I mentioned in my last post that I'm rewriting metron from the ground up. The original version of metron was layered with cross-browser compatibility code, convenience functions, and--important to this post--extensions to JavaScript data types and native types.

Now, many programmers and programming pundits today complain that extending types is a bad idea, and prefer to use some sort of wrapper or straight function, but I disagree. When I code, I tend to know the full extent of my application, so I don't worry about overwriting other functions attached to the objects prototypes, and adding on these extensions makes things more convenient, and proofs out layers of extensibility in object-oriented programming. Ultimately, if you don't like it, don't use the library; plain and simple, but as always, you should research your code base to make sure you don't create any side effects.

There are, however, many programmers searching Google and Stack Overflow for ways to extend JavaScript, as well as its superset TypeScript.

My rewrite of metron is in TypeScript, so this post is going to show the basics of extending types in that language. TypeScript merges interface declarations, so you can actually define an interface in one part of the code, and later define it again, and TypeScript will merge the definitions. This is how extending JavaScript types works: basically TypeScript has already declared an interface for the data type, and you declare it again, adding in your methods. Take a look at the metron.extenders.ts file on GitHub (partial code below):

interface String {  
    lower: () => string;
    upper: () => string;
    ltrim: () => string;
    rtrim: () => string;
    normalize: () => string;
    startsWith: (part: string) => boolean;
    endsWith: (part: string) => boolean;
    capFirst: () => string;
    capWords: () => string;
    truncateWords: (number: number) => string;
    truncateWordsWithHtml: (number: number) => string;
    stripHtml: () => string;
    escapeHtml: () => string;
    toBool: () => boolean;
    contains: (val: string) => boolean;
}

This a TypeScript interface containing methods that don't exist on the JavaScript string data type. Later we define the methods on the prototype. For example, here is the definition for normalize():

String.prototype.normalize = function (): string {  
    return this.replace(/^\s*|\s(?=\s)|\s*$/g, "");
};

What about an essentially static method? TypeScript actually has a definition for String as a variable of type StringConstructor, and you can extend the StringConstructor interface in the same way as above.

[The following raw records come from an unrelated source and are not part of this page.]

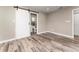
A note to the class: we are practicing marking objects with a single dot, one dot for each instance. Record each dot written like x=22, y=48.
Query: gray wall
x=60, y=21
x=7, y=20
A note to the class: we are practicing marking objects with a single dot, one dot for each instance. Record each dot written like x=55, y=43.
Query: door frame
x=37, y=19
x=73, y=22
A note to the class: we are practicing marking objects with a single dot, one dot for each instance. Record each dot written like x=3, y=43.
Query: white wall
x=7, y=20
x=42, y=18
x=60, y=21
x=76, y=28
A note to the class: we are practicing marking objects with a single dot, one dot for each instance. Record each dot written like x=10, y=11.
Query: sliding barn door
x=22, y=23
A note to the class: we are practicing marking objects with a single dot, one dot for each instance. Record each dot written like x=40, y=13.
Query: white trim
x=41, y=32
x=37, y=33
x=13, y=39
x=73, y=26
x=71, y=37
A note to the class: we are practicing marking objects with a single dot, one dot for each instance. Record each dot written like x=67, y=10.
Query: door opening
x=33, y=22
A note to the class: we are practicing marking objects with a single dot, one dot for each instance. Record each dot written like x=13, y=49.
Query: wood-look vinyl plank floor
x=45, y=42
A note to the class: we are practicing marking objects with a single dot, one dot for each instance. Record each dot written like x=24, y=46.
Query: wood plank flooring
x=45, y=42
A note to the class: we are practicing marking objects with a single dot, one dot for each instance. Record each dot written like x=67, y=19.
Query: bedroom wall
x=7, y=20
x=42, y=18
x=60, y=21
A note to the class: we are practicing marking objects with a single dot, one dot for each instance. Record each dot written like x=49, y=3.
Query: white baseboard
x=41, y=32
x=71, y=37
x=38, y=33
x=17, y=38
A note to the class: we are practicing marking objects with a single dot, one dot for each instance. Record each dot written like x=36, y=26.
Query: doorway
x=76, y=23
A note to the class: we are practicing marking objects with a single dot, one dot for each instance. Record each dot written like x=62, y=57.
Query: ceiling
x=44, y=9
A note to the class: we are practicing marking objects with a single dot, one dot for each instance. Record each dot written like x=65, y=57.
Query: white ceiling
x=44, y=9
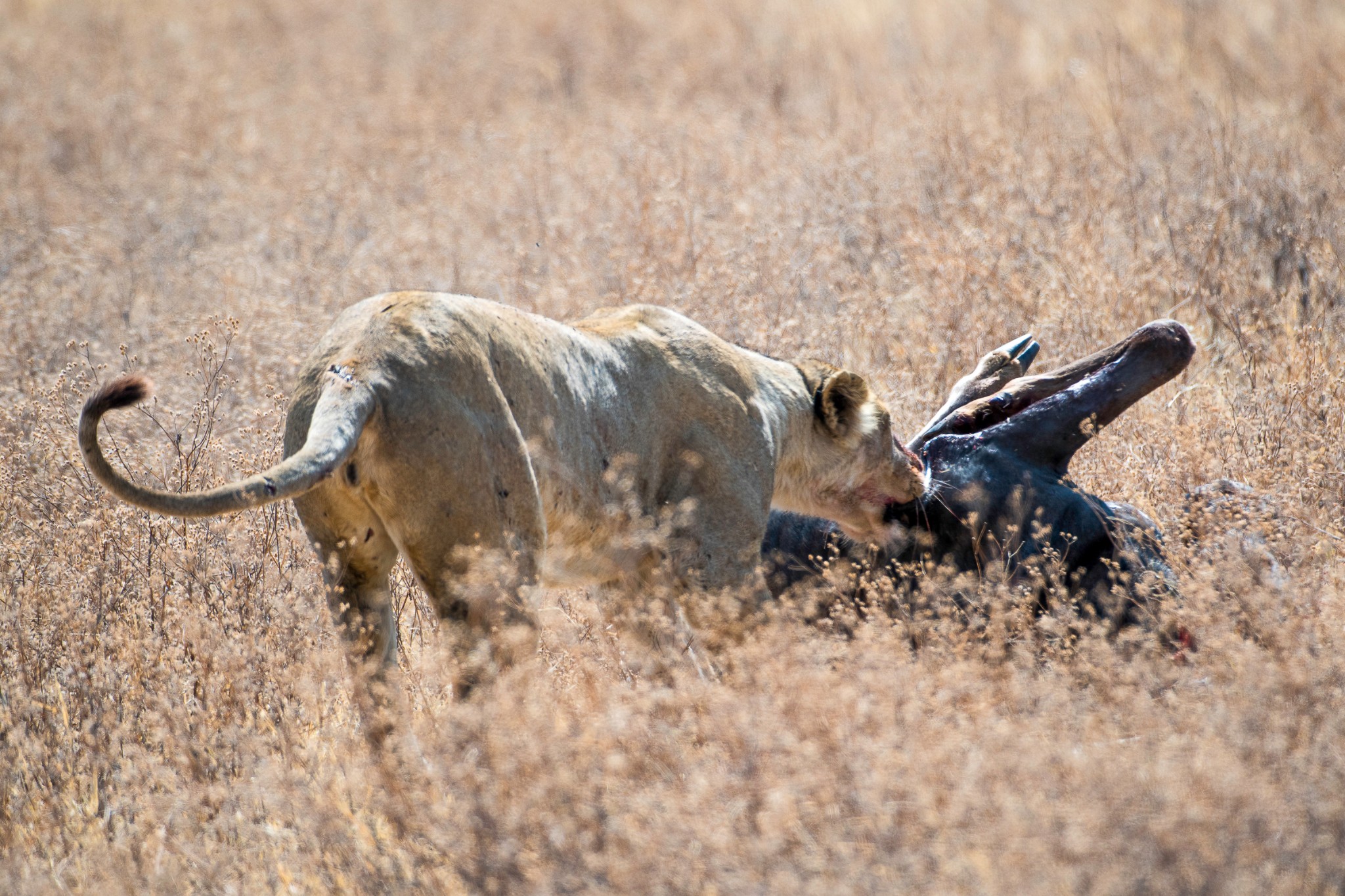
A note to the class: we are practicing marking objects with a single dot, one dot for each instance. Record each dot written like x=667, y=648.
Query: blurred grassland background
x=194, y=190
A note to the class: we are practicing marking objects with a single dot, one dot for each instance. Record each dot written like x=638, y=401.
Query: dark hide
x=997, y=459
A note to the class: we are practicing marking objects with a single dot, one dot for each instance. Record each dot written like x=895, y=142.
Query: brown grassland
x=194, y=190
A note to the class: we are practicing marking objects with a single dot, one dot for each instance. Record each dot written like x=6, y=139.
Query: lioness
x=430, y=425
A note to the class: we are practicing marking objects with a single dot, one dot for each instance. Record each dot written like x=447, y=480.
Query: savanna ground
x=194, y=190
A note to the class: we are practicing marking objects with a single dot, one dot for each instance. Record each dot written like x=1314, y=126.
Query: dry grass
x=892, y=186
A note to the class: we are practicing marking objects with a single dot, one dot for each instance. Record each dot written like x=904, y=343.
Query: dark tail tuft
x=123, y=391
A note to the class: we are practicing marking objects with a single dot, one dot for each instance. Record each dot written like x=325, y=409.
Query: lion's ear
x=843, y=403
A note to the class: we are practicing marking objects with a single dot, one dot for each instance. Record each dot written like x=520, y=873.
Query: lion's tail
x=338, y=419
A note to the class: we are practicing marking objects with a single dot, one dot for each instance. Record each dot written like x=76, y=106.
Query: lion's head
x=854, y=467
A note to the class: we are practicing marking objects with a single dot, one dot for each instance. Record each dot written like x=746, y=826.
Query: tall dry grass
x=194, y=190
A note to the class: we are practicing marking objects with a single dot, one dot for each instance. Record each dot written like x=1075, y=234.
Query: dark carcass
x=998, y=489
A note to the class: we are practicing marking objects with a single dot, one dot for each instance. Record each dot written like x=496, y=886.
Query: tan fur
x=440, y=426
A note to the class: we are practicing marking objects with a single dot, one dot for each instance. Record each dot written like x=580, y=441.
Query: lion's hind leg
x=358, y=557
x=463, y=505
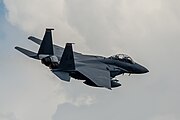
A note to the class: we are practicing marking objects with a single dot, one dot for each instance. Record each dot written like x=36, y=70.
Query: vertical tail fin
x=67, y=59
x=46, y=47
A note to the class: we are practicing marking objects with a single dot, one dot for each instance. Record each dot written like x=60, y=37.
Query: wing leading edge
x=98, y=76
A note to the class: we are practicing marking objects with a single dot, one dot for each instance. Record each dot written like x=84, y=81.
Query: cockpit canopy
x=122, y=57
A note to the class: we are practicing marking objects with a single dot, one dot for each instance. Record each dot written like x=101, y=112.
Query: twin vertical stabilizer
x=46, y=47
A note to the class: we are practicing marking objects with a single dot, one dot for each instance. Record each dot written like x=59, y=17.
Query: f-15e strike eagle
x=96, y=71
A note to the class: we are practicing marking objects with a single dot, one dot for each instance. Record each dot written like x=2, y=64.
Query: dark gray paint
x=97, y=71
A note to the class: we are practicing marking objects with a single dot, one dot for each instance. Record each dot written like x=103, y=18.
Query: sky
x=148, y=31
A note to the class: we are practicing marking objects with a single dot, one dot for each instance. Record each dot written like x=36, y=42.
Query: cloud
x=9, y=116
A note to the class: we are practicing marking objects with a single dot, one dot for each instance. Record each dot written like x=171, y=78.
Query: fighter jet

interface StringConstructor {  
    isNullOrEmpty: (val: any) => boolean;
}

isNullOrEmpty() is defined in the StringConstructor interface as expected, but you define the method on the String object:

String.isNullOrEmpty = function (val: any): boolean {  
    if (val === undefined || val === null || val.trim() === '') {
        return true;
    }
    return false;
};

This allows you to call something like:

if(String.isNullOrEmpty(variable)) {  
    //Do something
}

Best practices should probably call for all extension methods to be declared off of the StringConstructor interface, but the methods at the beginning of this post were from the old metron library. They've been converted to TypeScript, but I haven't rearranged any definitions as of yet. In either event, when the TypeScript is transpiled to JavaScript, it creates extensions in the same way, regardless of whether defined on String or StringConstructor (it results in the same output); it's only the TypeScript philosophy that differs.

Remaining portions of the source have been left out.